We have decided to implement a two-tiered error handling strategy for our long-running coroutines: 1. Inner Loop Handling (Recoverable Errors): * Within the inner loop of each coroutine, we will focus on handling errors that are deemed recoverable. * This includes implementing retry logic or other recovery mechanisms for transient or expected errors, such as temporary network issues or service interruptions. * The coroutine should attempt to resolve these issues internally and continue its normal operation without escalating to a full restart or termination. 2. Outer Loop Handling (Critical Errors): * Outside the inner loop, we will implement an exception handler that catches any errors not addressed within the inner loop. * Upon encountering such an error, the coroutine will be terminated. This action is reserved for critical issues that indicate a fundamental problem which cannot be recovered from within the scope of the coroutine’s logic. * A critical log message will be generated upon such termination to alert system administrators and developers to the issue. 3. Use of Bare Except Clause: * We will employ a bare except clause to ensure all exceptions are caught, including those not explicitly anticipated. * While this approach can capture unexpected errors and we would not use it for short-lived code, in the context of long-running coroutines where continuous operation is desired, it provides a safety net. We recognise that this comes with the trade-off of potentially catching exceptions that might not need special handling, but in this scenario, the goal of uninterrupted service outweighs this concern.

Consequences¶

Increased Resilience: The system will be more robust against recoverable errors, reducing the likelihood of coroutines failing due to transient issues.

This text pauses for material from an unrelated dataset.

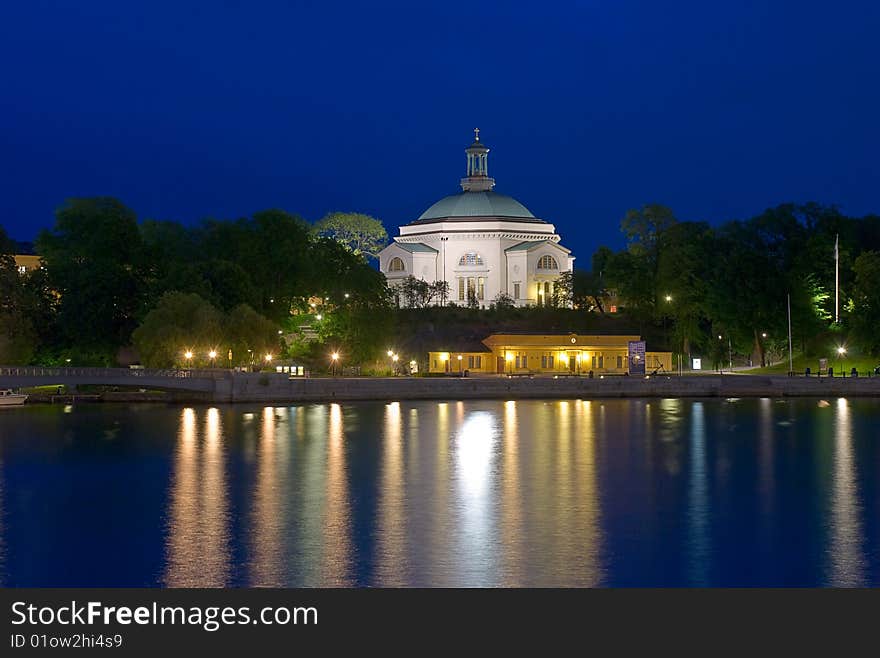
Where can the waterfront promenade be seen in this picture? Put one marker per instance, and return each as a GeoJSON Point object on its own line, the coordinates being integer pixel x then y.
{"type": "Point", "coordinates": [226, 386]}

Improved Error Visibility: Critical errors that cause coroutine termination will be clearly logged, making it easier to diagnose and address underlying issues.
Potential Overcatching: Using a bare except clause may lead to some exceptions being caught that could otherwise be handled differently, which could mask certain issues. However, this is considered an acceptable trade-off in this specific context of long-running coroutines.
Implementation Complexity: Developers will need to carefully distinguish between recoverable and critical errors and implement appropriate handling logic in both the inner and outer loops.